At the time of writing the wave of outrage over the killing of 73 young football supporters in Port Said on 2 Feb 2012, a year to the day after the Battle of the Camels in Tahrir Square, is still raging around the Interior Ministry in Cairo.
In light of the revolutionary awakening of the North African and Middle Eastern countries and the growing wave of protests in Europe it is extremely important for these movements to work not only in parallel, but to support each other.
Unfortunately, the media image of Islamic countries in Europe and European materialism in Muslim regions affects not only the stereotypical image of the majority of society, but also the anti-authoritarian circles.
It is therefore necessary to get to know each other, to see points of contact and to understand respective local conditions.
It is important, because finally those two movements face similar challenges: the implementation of a liberal economy and the threat from the extreme right, whether Christian or Islamic.
They have also similar objectives: the fight for a free and self-governed society based on tolerance, equality and openness, the society in which the social side is placed above the mercantile.

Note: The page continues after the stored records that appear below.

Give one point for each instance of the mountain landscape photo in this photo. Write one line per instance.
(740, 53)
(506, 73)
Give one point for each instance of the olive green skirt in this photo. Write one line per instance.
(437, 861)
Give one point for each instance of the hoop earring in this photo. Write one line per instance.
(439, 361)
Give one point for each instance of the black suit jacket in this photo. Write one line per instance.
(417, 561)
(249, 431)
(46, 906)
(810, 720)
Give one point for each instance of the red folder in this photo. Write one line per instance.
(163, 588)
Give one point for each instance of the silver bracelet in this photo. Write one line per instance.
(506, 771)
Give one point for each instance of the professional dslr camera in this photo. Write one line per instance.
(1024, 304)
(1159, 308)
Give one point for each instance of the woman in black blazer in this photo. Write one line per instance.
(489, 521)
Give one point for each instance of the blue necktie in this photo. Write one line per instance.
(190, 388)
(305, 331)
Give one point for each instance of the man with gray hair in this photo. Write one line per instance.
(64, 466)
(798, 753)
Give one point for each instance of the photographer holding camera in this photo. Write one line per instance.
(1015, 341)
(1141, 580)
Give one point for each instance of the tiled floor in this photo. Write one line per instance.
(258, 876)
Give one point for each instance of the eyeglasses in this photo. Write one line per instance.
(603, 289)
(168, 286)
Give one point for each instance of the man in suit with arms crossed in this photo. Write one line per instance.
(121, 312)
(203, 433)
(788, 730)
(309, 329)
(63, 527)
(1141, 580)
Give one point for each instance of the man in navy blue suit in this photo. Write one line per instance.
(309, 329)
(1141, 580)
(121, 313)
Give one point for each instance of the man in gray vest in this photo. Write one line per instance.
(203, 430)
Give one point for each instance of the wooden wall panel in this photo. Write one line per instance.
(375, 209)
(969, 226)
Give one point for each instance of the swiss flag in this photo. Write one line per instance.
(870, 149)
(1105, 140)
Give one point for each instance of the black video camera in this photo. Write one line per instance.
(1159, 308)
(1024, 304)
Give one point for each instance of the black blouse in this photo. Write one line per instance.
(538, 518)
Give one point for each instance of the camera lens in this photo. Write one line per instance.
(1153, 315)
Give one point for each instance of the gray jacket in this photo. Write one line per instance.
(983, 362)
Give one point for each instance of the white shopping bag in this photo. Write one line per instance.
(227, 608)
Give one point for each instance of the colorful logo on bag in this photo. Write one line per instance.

It is those common goals which make a fear for the ruling and that is why they generate artificially the conflict of civilizations.
And it is up to us whether, in this turning point of the social awakening, that conflict will become a reality, or we start a joint struggle for the common society.
Through this network we want to create a platform for discussions, for presenting the issues of struggle and their local conditions and differences, for presenting and explaining undertaken actions and planning joint activities in future.
There is one World, and one Struggle.